Inside of the Homestead Works, he was a vicing foreman, which is a foreman’s position in the steelworker’s union. Sharkey worked every foreman position — from being a labor foreman to a ladle house foreman. He spent most of his time working in the blast furnaces, specifically the Carrie Furnace No. 6, which still stands today.

“The furnace foreman is the toughest job in the mill,” he said. “Of course, it was like you were working in a cage of dynamite. 35 pounds of pressure all over the place. You could have a million gallons of water for cooling, and if it comes into contact with the molten iron, it would create one hell of an explosion.”

At the height of production, the Carrie Furnaces produced 9,000 tons of molten iron per day, according to Ron Baraff, the director of historic resources and facilities at Rivers of Steel.

U.S. Steel moved Mr. Sharkey’s position up to furnaces No. 3 and No. 4 in Rankin before shutting down Carrie Furnaces No. 6 and No. 7 in 1978. The furnaces continued to operate until March 1982, when No. 3 and No. 4 shut down.

While the Carrie Furnace was shutting down, Sharkey said, three-fourths of the management that was not laid off was sent to work in the Edgar Thomson Steel Works in Braddock. The Edgar Thomson Works is an integrated steel plant, which includes the entire process of steel casting, beginning with iron smelting, then converting the iron into liquid steel and finally converting the molten steel into usable metal.
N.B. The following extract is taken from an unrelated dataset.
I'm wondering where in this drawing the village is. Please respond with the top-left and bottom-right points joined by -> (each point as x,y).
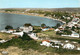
0,13 -> 80,52
0,9 -> 80,55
“In March of 1982, we did a lot work on the piping of the furnaces, because they were shut down at the time while we were in there,” Sharkey said.

During Sharkey’s time at Edgar Thomson, U.S. Steel began cutting its management by 60 percent every year, he said.

Sharkey was two semesters away from graduating from Pitt when he was laid off from U.S. Steel. He then went to Pitt as a full time student, obtaining a degree in information science and going into technical support. He moved to Braddock in 2008 and worked for Liberty Power Recycling until 2012.

For Sharkey and thousands of people like him, the death of the steel industry was a difficult transition. When the steel industry collapsed, Sharkey said the “life and blood” of the region was gone.

“For every one job in the mill, there was potentially 10 jobs supporting it from outside the mill,” he said.